Es ist der Höhepunkt seiner bisherigen Biografie, Höhepunkt vor allem seiner medial geprägten Kindheit und Jugend! Denn seine eigentliche Berufung schien doch diejenige eines Schauspielers zu sein.

Zu seinem 60. Geburtstag gab es eine Animation über ihn mit Standfotos aus dem Märchenfilm „Hänsel und Gretel“. Der satirische Text stammte von unserem Hauspoeten Bernd Mesovic. Ich war für die Präsentation verantwortlich. Sie ist noch im Internet zu sehen; allerdings läuft sie nicht unter Firefox. Dass der Hänsel-Darsteller nicht in Hollywood landete, sondern Theologe wurde, glaubt der Text mit dem Bild der beiden Kinder belegen zu können, die sich im Wald verirrt hatten und mit gefalteten Händen um den rechten Heimweg beteten.

Was wir damals noch nicht wussten und ich erst auf Wikipedia entdeckte, war, dass Jürgen Micksch seinerzeit als bayerischer Bua mit wohl gutem Hochdeutsch ein veritabler Medienstar war und in Filmen, auf der Bühne und im Rundfunk aufgetreten ist.

Von den immerhin sieben Filmen, in denen er mitspielte, erwähne ich nur den Film „Angst“ von 1954 nach der gleichnamigen Novelle von Stefan Zweig unter der Regie von Roberto Rossellini.
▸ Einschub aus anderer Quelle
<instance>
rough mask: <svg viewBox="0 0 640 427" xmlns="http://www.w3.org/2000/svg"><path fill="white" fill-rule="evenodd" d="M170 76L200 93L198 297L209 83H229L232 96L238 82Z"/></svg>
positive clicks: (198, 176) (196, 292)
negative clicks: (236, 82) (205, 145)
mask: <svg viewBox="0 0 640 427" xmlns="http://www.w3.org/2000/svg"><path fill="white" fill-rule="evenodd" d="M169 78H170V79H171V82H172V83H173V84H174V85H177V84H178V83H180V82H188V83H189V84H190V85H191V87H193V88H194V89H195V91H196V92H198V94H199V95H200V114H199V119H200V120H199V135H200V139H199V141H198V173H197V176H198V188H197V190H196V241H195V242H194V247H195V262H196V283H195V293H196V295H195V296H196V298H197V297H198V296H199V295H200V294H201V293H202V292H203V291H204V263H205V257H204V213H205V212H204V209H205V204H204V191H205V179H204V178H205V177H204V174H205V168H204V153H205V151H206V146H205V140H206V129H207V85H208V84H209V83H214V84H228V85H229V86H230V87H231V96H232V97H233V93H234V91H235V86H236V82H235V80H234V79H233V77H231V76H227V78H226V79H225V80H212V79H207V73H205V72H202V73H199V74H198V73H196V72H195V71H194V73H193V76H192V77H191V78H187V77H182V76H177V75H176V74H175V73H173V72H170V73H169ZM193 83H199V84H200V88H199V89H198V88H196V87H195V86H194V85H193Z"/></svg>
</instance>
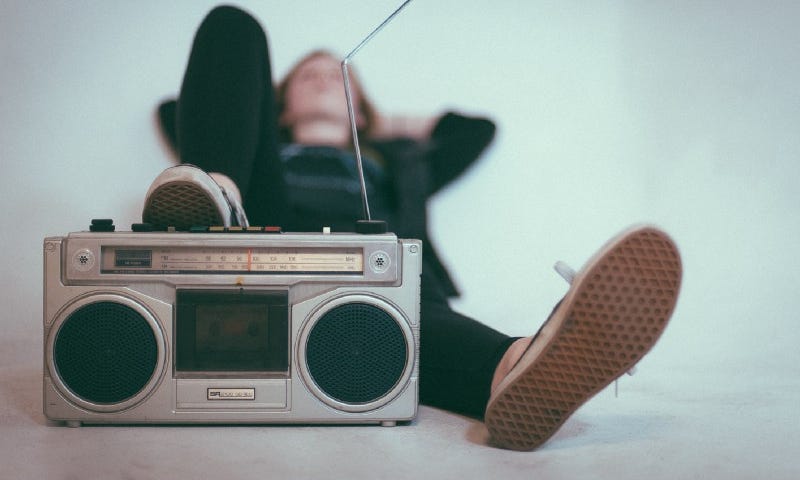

Die Hauptrolle hatte Ingrid Bergman übernommen, Jürgen Micksch war ihr Sohn! Auf der Bühne brillierte er ebenfalls 1954 in „Warten auf Godot“. Dabei führte keine Geringerer als Fritz Kortner Regie. Mit von der Partie war Heinz Rühmann! Von den Hörspielen, an denen er beteiligt war, nenne ich wenigstens das über „Wilhelm Tell“. Dabei hatte er Tells Sohn Walter zu spielen.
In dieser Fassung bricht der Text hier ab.